Kubernetes As A Means To Unlock Continuous Integration And Delivery
How did we get to 40+ deployments per week? Put simply, continuous integration and deployment (CI/CD) came as a byproduct of our migration. Our first application in Kubernetes was Jenkins, and every app that went in also was added to Jenkins. As we moved forward, we made Jenkins more automatic until pods were being added and taken from Kubernetes faster than we could keep track.
Interestingly, our problems with scaling are now about wanting to push out too many changes at once and people having to wait until their turn. Our goal is to get 100 deployments per week through the new infrastructure. This is achievable if we can continue to execute on our migration and on our commitment to a CI/CD process on Kubernetes and Jenkins.
We need to finish our migration. At this point the problems are mostly solved, the biggest difficulties are in the tedium of the task at hand. To move things out of our legacy infrastructure meant changing the network configurations to allow access to and from the Kubernetes VPC and across the regions. This is still a very real pain, and one we continue to address.
Some services do not play well in Kubernetes -- think stateful distributed databases. Luckily, we can usually migrate those to a 3rd party who will manage it for us. At the end of this migration, we will only be running pods on Kubernetes. Our infrastructure will become much simpler.
All these changes do not come for free; committing our entire infrastructure to Kubernetes means that we need to have Kubernetes experts. Our team has been unblocked in terms of infrastructure and they are busy adding business value through application development (as they should). However, we do not (yet) have committed engineers to stay up to date with changes to Kubernetes and cloud computing.

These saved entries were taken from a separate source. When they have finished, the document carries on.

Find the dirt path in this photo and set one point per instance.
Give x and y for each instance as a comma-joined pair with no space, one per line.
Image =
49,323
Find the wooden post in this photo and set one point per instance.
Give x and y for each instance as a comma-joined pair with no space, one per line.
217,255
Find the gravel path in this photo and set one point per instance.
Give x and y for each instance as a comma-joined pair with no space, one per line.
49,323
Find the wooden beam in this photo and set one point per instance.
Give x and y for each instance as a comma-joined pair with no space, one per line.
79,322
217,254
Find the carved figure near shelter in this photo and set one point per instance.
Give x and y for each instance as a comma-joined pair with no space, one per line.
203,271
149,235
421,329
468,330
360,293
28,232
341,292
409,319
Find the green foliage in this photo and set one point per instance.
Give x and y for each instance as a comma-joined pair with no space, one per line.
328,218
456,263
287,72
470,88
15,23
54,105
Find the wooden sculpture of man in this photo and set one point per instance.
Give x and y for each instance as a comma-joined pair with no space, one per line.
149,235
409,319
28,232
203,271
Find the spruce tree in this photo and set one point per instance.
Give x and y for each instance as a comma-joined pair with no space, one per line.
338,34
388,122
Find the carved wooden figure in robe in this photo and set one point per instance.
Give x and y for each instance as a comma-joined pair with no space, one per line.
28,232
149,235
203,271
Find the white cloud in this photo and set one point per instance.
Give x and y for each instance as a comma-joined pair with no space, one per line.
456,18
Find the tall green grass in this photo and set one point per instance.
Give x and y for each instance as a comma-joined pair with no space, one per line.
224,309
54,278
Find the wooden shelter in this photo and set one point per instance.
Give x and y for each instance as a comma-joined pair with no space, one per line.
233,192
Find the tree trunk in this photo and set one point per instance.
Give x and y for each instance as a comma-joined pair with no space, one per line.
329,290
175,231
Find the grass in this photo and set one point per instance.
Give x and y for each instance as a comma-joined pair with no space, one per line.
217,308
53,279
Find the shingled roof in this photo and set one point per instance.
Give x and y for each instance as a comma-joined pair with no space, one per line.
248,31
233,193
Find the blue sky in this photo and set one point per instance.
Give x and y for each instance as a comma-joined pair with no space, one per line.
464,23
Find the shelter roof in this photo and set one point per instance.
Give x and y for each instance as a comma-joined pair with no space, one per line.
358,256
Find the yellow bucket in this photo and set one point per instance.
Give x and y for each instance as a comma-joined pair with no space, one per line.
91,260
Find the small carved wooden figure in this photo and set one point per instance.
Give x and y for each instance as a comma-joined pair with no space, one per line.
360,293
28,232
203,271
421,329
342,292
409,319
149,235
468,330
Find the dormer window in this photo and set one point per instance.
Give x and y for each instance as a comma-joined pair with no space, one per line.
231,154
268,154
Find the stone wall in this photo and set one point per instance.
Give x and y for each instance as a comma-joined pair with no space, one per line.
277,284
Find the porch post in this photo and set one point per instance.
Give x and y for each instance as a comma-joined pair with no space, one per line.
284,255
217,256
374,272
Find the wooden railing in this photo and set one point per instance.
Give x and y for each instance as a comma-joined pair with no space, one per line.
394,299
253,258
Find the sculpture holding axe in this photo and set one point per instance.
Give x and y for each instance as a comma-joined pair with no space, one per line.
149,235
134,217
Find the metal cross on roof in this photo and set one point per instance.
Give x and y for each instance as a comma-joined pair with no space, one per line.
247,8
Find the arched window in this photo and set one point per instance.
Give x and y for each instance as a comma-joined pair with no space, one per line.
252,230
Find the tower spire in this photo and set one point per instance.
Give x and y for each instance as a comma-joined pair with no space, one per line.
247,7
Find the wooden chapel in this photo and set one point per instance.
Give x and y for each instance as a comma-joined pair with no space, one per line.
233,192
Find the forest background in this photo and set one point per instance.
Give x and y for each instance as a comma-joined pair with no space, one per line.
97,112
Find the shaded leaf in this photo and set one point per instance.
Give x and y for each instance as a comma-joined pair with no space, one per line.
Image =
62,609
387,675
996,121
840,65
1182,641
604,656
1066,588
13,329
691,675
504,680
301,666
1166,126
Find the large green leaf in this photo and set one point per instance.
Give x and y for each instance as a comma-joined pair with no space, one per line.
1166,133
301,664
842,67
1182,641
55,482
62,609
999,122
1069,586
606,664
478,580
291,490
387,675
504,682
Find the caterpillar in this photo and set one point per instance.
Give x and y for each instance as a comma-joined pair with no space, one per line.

As such, we have transferred one engineer to a new “cloud platform team” and will hire a couple of others (have I mentioned we’re hiring!). They will be responsible for developing tools that we can use to interface well with Kubernetes and manage all of our cloud resources. In addition, they will be working in the Kubernetes source code, part of Kubernetes SIGs, and ideally, pushing code into the open source project.